Growing up, I was taught that houses and a home were different. I think that logic would apply here. Coming from a person who wanted nothing more than to "bat a thousand," (Innocent euphemism for wanting to make my first girlfriend my first wife.) with his first girlfriend, it never came to fruition. Just two months ago, I wept and I wept over it. Thinking some part of me left, thinking I'd never be the same. Forever bitter, vengeful. As time went by, the weight lessened and lessened. I wasn't clenching my fists at the thought of her with someone else or throwing her gifted hat across the room in a fit of random, inexplicable anger...(Inexplicable because I would just randomly get angry at the thought of her.)...a part of me had come to realize, the woman that I wanted a home with, was never a home at all.

You make the best of your abilities, with the rooms and closets you were given. The skeletons, the cobwebs, the dust bunnies, and broken cabinets. But you can try and fix these things, ignore these things, make them into something else. You cannot fix your house if you're on a hill with bad foundation though. Year by year, your home is slipping. When it rains, it slips under the space of your front door and slips through the cracks of your windowpane. You want to move out yet refuse because it's all you know. Yet when your house finally slips into a deep mudslide, you may realize it was time to leave if you're awake to see it.

We find ourselves in different things and people. We take comfort in knowing that there are people who can understand our struggle. And while these people are not romantic interests, they help take the burden off. They're not a home, but they are an apartment in the city. A place where you can reside and lean on for years to come. Some people even make an apartment a permanent residence.
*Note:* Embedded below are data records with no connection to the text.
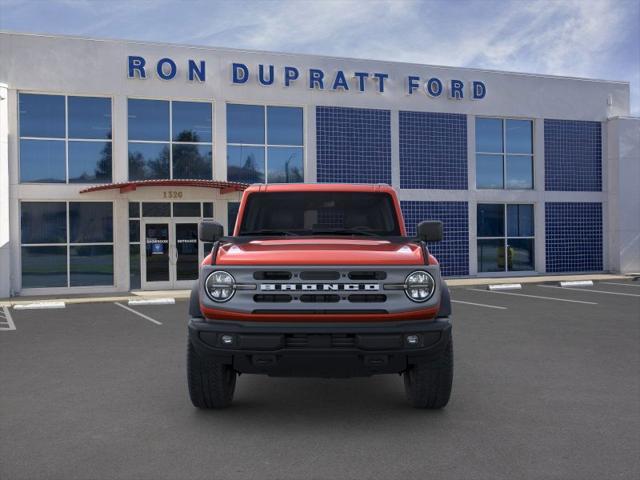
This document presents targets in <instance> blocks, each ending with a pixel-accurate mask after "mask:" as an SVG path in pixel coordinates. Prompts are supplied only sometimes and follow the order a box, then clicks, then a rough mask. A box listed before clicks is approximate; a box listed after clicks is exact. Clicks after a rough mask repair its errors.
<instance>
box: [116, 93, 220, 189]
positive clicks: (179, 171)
mask: <svg viewBox="0 0 640 480" xmlns="http://www.w3.org/2000/svg"><path fill="white" fill-rule="evenodd" d="M212 108H213V106H212V104H211V103H208V102H176V101H168V100H143V99H135V98H130V99H129V101H128V118H129V122H128V124H129V125H128V129H129V180H152V179H169V178H172V179H202V180H211V179H212V178H213V134H212V118H213V114H212Z"/></svg>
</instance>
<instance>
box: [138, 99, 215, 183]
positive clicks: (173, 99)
mask: <svg viewBox="0 0 640 480" xmlns="http://www.w3.org/2000/svg"><path fill="white" fill-rule="evenodd" d="M129 100H151V101H156V102H168V103H169V138H168V139H167V140H132V139H130V138H129ZM126 101H127V102H126V103H127V124H126V127H125V128H126V132H127V180H128V181H132V180H131V172H130V170H129V145H130V144H131V143H148V144H154V145H168V147H169V176H168V177H167V178H166V179H162V180H173V179H174V177H173V146H174V145H197V146H201V145H202V146H210V147H211V178H206V179H204V180H213V179H214V178H215V163H216V162H215V157H216V155H215V149H214V145H216V141H215V140H216V139H215V133H216V131H215V101H213V100H207V99H202V100H201V99H185V98H156V97H138V96H133V97H129V96H128V97H126ZM173 102H180V103H204V104H209V106H210V107H211V142H178V141H175V140H173ZM142 180H145V179H142Z"/></svg>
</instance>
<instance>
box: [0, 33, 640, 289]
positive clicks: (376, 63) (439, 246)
mask: <svg viewBox="0 0 640 480" xmlns="http://www.w3.org/2000/svg"><path fill="white" fill-rule="evenodd" d="M629 108H630V107H629V84H628V83H626V82H614V81H601V80H590V79H576V78H564V77H553V76H543V75H529V74H517V73H506V72H496V71H486V70H476V69H461V68H449V67H438V66H429V65H416V64H403V63H393V62H380V61H370V60H358V59H347V58H334V57H320V56H310V55H291V54H281V53H265V52H249V51H241V50H229V49H216V48H208V47H206V48H205V47H191V46H179V45H166V44H152V43H141V42H130V41H114V40H90V39H80V38H69V37H55V36H43V35H29V34H14V33H0V298H2V297H9V296H15V295H31V294H58V293H81V292H87V293H92V292H100V293H103V292H110V291H113V292H116V291H128V290H132V289H157V288H163V289H164V288H185V287H188V286H189V285H190V284H191V283H192V282H193V280H194V278H195V277H196V276H197V265H198V262H199V261H200V260H201V259H202V257H203V256H204V255H205V253H206V252H207V251H208V249H209V245H205V244H201V243H200V242H198V240H197V235H196V232H197V223H198V222H199V221H200V220H201V219H203V218H215V219H216V220H218V221H219V222H220V223H222V224H223V225H224V226H225V228H227V229H232V224H233V222H234V221H235V212H236V211H237V205H238V201H239V199H240V197H241V190H242V189H243V186H244V184H247V183H262V182H266V183H275V182H301V181H304V182H351V183H353V182H356V183H387V184H390V185H392V186H393V187H394V188H396V189H397V191H398V193H399V197H400V199H401V203H402V209H403V214H404V217H405V222H406V224H407V228H408V230H409V231H410V232H412V230H413V229H414V228H415V225H416V223H417V222H419V221H421V220H427V219H440V220H442V221H443V223H444V233H445V239H444V241H443V242H441V243H440V244H437V245H434V246H432V250H433V252H434V253H435V255H436V256H437V257H438V258H439V260H440V261H441V264H442V268H443V272H444V275H445V276H448V277H465V276H501V275H504V276H513V275H531V274H542V273H578V272H605V271H610V272H625V273H629V272H638V271H640V187H639V185H640V119H638V118H633V117H630V114H629Z"/></svg>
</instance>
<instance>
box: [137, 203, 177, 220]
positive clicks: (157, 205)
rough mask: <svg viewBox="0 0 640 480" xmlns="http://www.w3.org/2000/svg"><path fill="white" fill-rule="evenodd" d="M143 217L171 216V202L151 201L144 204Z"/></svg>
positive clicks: (158, 216) (142, 212) (142, 208)
mask: <svg viewBox="0 0 640 480" xmlns="http://www.w3.org/2000/svg"><path fill="white" fill-rule="evenodd" d="M142 216H143V217H170V216H171V204H170V203H163V202H151V203H146V202H145V203H143V204H142Z"/></svg>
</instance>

Can't quite have a yard or a swing set for your future children, but it's comfortable, makes you happy. It doesn't necessarily have all of your heart, but it treats it so much better than that mudslide of a home. You love your apartment. You buy it after college and chill in it. But eventually, you move away from this place in search of something a bit cozier.

But until you find the right home, enjoy the apartments of others. Your close, close friends. People who you know you can go to with reprieve. Enjoy their company, love them. Be with them. You shall find your home, yet.

Ultimately, we try to find ourselves in different people. But no one takes ourselves from our spirit. They may be a second skin, but if the skin is cut and bruised, perhaps it is not the way to go. But that's what makes love, both platonic and romantic, such a difficult thing to curb. It's not easy to understand. We love and we lose, we fall and stand. But that is the beauty of this entire thing you created, this title. The conglomeration.

There are some things that we can control, some things that we know like the back of our hands. But before all, we must know our minds and our hearts. When we find ourselves, our true selves, no one will have a chokehold on our spirit.